Wednesday, August 23, 2006

Back in the USSR


Last night, I had a dinner at Bacchus Restaurant with a Japanese government official and my friends Yasuko and Yoko. Yummy Lebanese food, a lot of laugh and the official's interesting adventure stories about Middle East and Africa. I had a good time.

I miss traveling. I used to travel a lot. My first travel abroad was to the former Soviet Union in 1989. I and my late friend, Yumiko, flew from Niigata Airport of Japan to Khabarovsk. We took the Siberian Express (not really an "express"...) from there to Irkutsuk, "Paris in Siberia" (um, yeah, kinda). It took 3 days. Then we flew from there to Moscow, where we walked around desperately looking for something edible.....and we suddenly found the shining big "M" sign...Woo hoo~! Vive capitalism!.....then it turned out to be a sign of a metro station. Yes, it was the pre-McDonald era of Moscow. We finally found a local restaurant filled with proletarian comrades. Yumiko actually fainted when she tasted a bowl of rice gruel there....I couldn't explain the real reason to the restaurant people (I spoke some Russian then)....she fainted because the food was so terrible.

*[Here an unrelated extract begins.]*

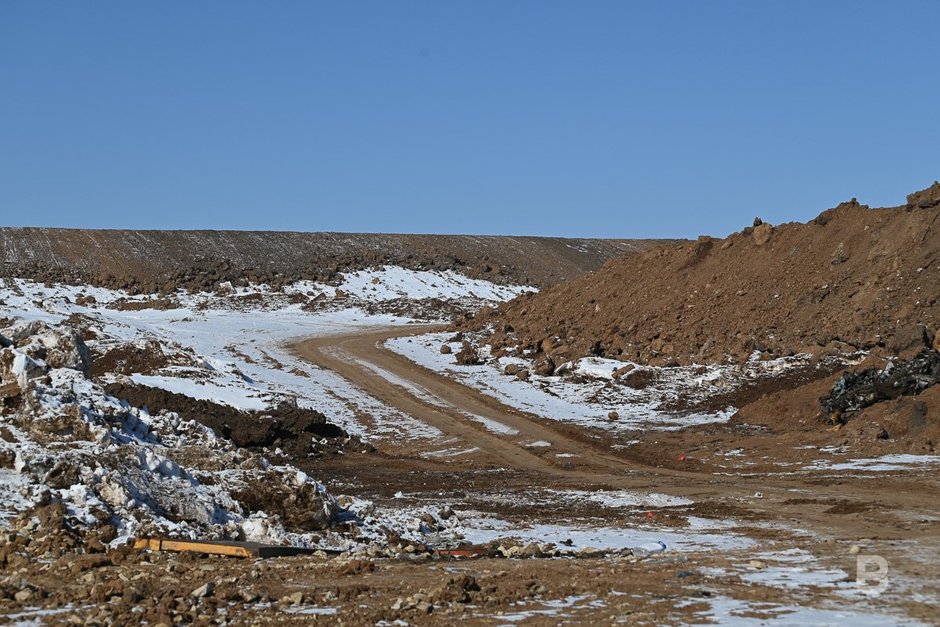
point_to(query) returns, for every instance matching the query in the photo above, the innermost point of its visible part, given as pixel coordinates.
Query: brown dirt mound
(288, 427)
(853, 278)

Anyways, we kept going....from Moscow to Kiev (now the capitol of Ukraine), Leningrad (now St. Petersburg) , Murmansk (a port town in the Arctic Circle), Tbilisi (now the capitol of Georgia), Tashkent (now the capitol of Uzbekistan) and Samarkand. Samarkand is beautiful. Poets and historians called it "Rome of the East" or "The pearl of the Eastern Moslem World." It really is.

I made another trip to the Soviet Union in March of 1990 (I think). Thanks to the Glasnost policy promoted by Mikhail Gorbachev, I could visit my grandfather's grave in Ulan Ude, a small city near the lake Baikal. Nope, my grandfather was not Russian. He was captured by the Russians in northern China (he was deployed by the Imperial Japan) and sent to a labor camp. According to the available record, he died there from typhoid. He was 36. I also visited Yakutsuk to see a frozen mammoth.... and I was frozen there. It was -35F. Seriously. I also went to Sakhalin and Irkutsuk. I visited Russia again in 1999 with my parents. My dad wanted to see the grave of his father whom he barely remembered. I saw my dad crying for the first time.

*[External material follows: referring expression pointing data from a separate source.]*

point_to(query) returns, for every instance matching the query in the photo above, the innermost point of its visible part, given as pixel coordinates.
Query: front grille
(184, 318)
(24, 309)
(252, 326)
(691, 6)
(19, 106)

Ok, other countries I've ever visited so far......Vietnam (5 times), Thailand (7 times), Cambodia (twice, one time for sightseeing another for internship), Laos, Bangladesh, China, Hong Kong (3 times), Singapore (I believe Singaporean boys are the cutest), Argentina, Chile, Uruguay and Cuba. I may talk about those trips sometime.

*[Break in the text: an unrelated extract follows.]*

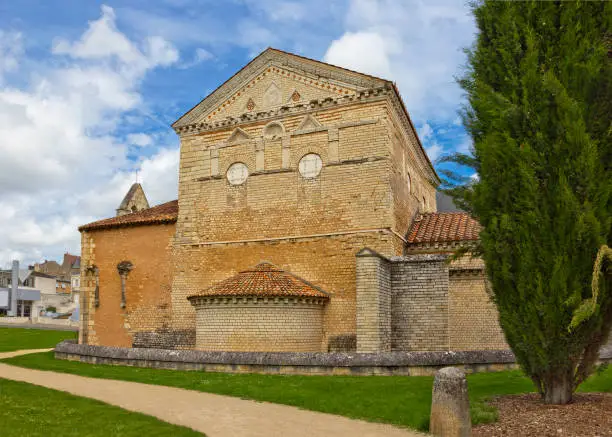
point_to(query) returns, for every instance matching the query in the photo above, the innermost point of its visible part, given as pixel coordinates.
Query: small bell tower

BTW, the movie "Good Bye, Lenin!" is a great movie. I loved it.

2 comments:

diablo said...

nice rememberance. i'd like to go to russia sometime although now doesn't seem like the best of times and it may only get worse.

love bacchus! why haven't we gone there together?

and i agree, good bye lenin is a great movie. too bad they all die. just kidding.

vuboq said...

She fainted because the food was so bad?!?! That must have been some seriously awful rice.

I need to watch goodbye lenin. I think I had it at one point, but never got around to watching and eventually returned it. Yes, I'm weird, but I do that a lot with Netflix movies.